# Southern NH/ Northern MA fish stores



## merk1_99 (Dec 3, 2008)

Any good places to buy plants in the southern NH (Nashua) area or northern MA? I have a 4 gallon nano and would like to add some more plants but all the shops I have been to in the Chelmsford area seem to only carry background large plants. I am looking for the blyxa japonica, dw hairgrass, type of stuff....I do look on the for sale forum but it would be nice to have at least one store I could go to and pick something up.


----------



## vancat (Nov 5, 2004)

Uncle Ned's Fish Factory---in Millis, MA I think.


----------



## treesmcdonald (Mar 14, 2006)

Hey I Merk I just called One Stop Country Pet in Brattleborough VT (looking to set up my tank again ) and on January 23 they are having an aquatic plant seminar and plan on getting a large shipment of plants in. Might be worth checking out I have gotten decent plants there in the past.

-e


----------



## vancat (Nov 5, 2004)

treesmcdonald
have you been to ned's and have I met you in the past (with NEAPS)? 
penny


----------



## treesmcdonald (Mar 14, 2006)

Hi Penny.  Yes you met me my real name is Errin. I was there for the "death" of NEAPS. I went to Ned's for the tank revamp meeting and it was a great place. Its just a little out of the way for me since I am in western MA so I haven't gone back. Next time I'm in Taunton visiting my brother I plan on going back to Ned's and checking it out. 

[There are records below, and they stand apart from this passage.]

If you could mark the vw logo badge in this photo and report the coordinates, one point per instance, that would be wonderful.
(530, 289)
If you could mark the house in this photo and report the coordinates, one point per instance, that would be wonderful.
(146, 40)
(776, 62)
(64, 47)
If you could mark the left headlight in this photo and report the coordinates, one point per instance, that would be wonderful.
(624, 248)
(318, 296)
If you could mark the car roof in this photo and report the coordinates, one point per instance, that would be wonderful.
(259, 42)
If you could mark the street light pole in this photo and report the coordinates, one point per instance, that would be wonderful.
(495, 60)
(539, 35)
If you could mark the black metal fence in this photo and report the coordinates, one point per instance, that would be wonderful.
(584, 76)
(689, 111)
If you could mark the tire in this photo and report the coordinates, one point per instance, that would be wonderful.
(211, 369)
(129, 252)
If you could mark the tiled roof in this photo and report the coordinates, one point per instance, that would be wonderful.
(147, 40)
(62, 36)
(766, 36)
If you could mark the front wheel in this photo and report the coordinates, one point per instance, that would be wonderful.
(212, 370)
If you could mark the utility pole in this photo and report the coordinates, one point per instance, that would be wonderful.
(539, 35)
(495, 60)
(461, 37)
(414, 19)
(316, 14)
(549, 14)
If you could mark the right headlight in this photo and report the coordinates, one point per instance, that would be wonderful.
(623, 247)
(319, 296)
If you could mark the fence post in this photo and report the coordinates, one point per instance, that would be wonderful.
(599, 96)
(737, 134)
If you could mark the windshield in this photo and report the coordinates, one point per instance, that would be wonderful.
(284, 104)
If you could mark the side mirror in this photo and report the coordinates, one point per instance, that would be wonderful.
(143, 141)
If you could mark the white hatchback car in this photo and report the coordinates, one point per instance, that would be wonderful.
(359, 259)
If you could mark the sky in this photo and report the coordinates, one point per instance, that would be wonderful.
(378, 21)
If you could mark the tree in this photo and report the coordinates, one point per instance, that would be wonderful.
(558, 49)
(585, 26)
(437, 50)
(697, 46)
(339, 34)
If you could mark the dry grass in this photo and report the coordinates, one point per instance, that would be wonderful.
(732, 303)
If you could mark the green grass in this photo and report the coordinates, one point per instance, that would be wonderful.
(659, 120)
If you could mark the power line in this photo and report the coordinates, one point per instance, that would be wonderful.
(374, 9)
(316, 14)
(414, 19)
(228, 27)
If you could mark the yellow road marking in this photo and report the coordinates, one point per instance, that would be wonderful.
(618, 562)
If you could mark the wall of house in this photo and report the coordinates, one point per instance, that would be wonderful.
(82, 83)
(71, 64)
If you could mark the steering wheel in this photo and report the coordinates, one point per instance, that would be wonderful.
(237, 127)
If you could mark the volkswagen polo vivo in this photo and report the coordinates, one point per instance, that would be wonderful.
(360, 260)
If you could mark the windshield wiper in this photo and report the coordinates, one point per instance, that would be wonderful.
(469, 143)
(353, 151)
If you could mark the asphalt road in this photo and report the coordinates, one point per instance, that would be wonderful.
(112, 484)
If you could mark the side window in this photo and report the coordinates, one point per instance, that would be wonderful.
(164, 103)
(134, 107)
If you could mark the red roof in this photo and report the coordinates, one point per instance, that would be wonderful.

Like I said above I'm just looking into setting my a tank back up. I moved and got into breeding bettas so time has been scarce but I find myself missing the planted tank more than I enjoy breeding the bettas so I going to faze out the bettas and bring back the plants. 

Once I get my set up running again I'd love to do some informal trades/meetings since I see there is still some interest out there. 

-e


----------



## vancat (Nov 5, 2004)

Howdy Errin!
I thought I remembered you!
penny


----------



## treesmcdonald (Mar 14, 2006)

Yeah I'm memorable! Did the pictures of your tank get published? Where can I see them?


----------



## vancat (Nov 5, 2004)

They didn't use my photos, but they did publish the article I wrote about my altums. (Aquarium Fish International - June 2008 issue). If I ever see you again I'll be sure to show you a copy! It's pretty cool. I was famous for 15 minutes. Sorry to hijack the thread.


----------



## merk1_99 (Dec 3, 2008)

I checked Ned's website looks pretty cool!


----------



## down_shift (Oct 16, 2008)

If you're ever in Boston I always have trims on a regular basis.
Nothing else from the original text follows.